Biopsychosocial approaches to understanding health can be effective in exploring coping strategies, resilience, and self-care. However, there are limitations and caution is required as it is necessary not to generalise the experiences of Black Women. Existing research in this phenomenon mainly uses research samples with university students in America; it would be beneficial to explore the experiences of Black Women in other geographical locations to explore if the schema is present in different populations. Possible limitations in applying cultural perspectives to health psychology involve ‘cultural assumptions of uniformity or homogeneity within sample groups.’ (Hatala, 2012).

Criticisms of the existing research are that it focuses on the negative psychological implications of the Strong Black Women Schema and fails to explore positive mediators such as resilience, drive and self-efficacy.

Further exploration of the development of Strong Black Woman Schema over a lifespan is crucial. Existing research has considered how SBW schema can act as a protective mechanism in early development. Still, in middle age, it can be a mediator to psychological distress such as burnout.

 Conclusion

In summary, research about the Strong Black Woman Schema supports a need for increased reflexivity as a practitioner. As part of continued professional development and cross-cultural awareness, Counsellors and Clinical practitioners need to reflect and understand the experiences of Black women psychological health from a unique perspective.

When working with the Strong Black Woman Schema in therapeutic practice, I found compassion-focused therapeutic techniques beneficial in challenging this type of schema. Being compassionate relates to “a sensitivity to suffering in the self and others with a commitment to try and alleviate and prevent this suffering.”

The importance of practicing compassion lies in the willingness to explore the causes of suffering within others and ourselves. In my own journey, a challenge has been to understand and reflect on my own suffering so I can support other Black Women to feel comfortable and feel safe enough to explore their own suffering alongside me in therapy. 

 

References

Clark, D.M and Beck, A.T. (1999) Scientific Foundations of Cognition Theory and Therapy for Depression.

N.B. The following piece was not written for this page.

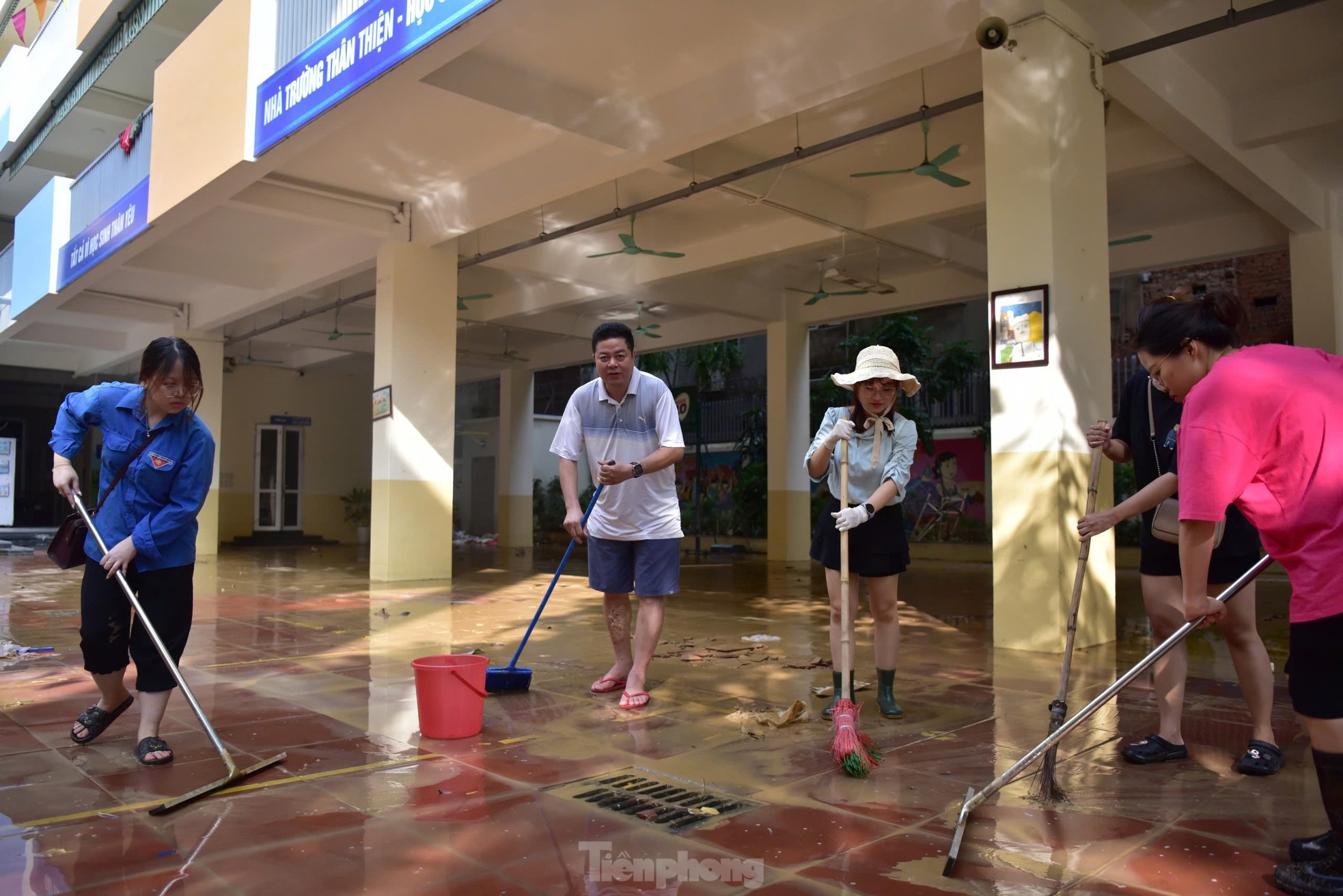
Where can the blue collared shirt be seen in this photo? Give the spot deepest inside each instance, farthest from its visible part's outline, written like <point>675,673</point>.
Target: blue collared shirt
<point>158,501</point>
<point>866,477</point>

Donovan, R. A., & West, L. M. (2015). Stress and Mental Health: Moderating Role of the Strong Black Woman Stereotype. Journal of Black Psychology, 41(4), 384–396.

Dunkley, D. M., Blankstein, K. R., Halsall, J., Williams, M., & Winkworth, G. (2000). The relation between perfectionism and distress: Hassles, coping and perceived social support as mediators and moderators. Journal of Counselling Psychology, 47(4), 437–453. https://doi.org/10.1037/0022-0167.47.4.437

Ghaemi S. N. (2009). The rise and fall of the biopsychosocial model. The British journal of psychiatry: the journal of mental science, 195(1), 3–4.

Hatala, A “The Status of the “Biopsychosocial” Model in Health Psychology: Towards an Integrated Approach and a Critique of Cultural Conceptions,” Open Journal of Medical Psychology, Vol. 1 No. 4, 2012, pp. 51-62. DOI: 10.4236/ojmp.2012.14009.

Flett, G. L., Hewitt, P. L., Blankstein, K. R., & Gray, L. (1998). Psychological distress and the frequency of perfectionistic thinking. Journal of Personality and Social Psychology, 75(5), 1363–1381. https://doi.org/10.1037/0022-3514.75.5.1363

Piaget, J (1926) The language and thought of the child. Harcourt, Brace

Steptoe A (2005) Remediable or preventable psychological factors in the aetiology and prognosis of medical disorders. In P. White (Ed.), Biopsychological medicine (pp. 59-75). Oxford. Oxford University Press.

Slavich, G.M., & Irwin, M.R. (2014) From stress to inflammation and major depressive disorder: A social signal transduction theory of depression. Psychological Bulletin, 140 (3) 774-815.

Ward, E (2013) African American Men and Women’s Attitude Toward Mental Illness, Perceptions of Stigma, and Preferred Coping Behaviours

Woods-Giscombé, C. L. (2010). Superwoman Schema: African American Women’s Views on Stress, Strength, and Health. Qualitative Health Research, 20(5), 668–683.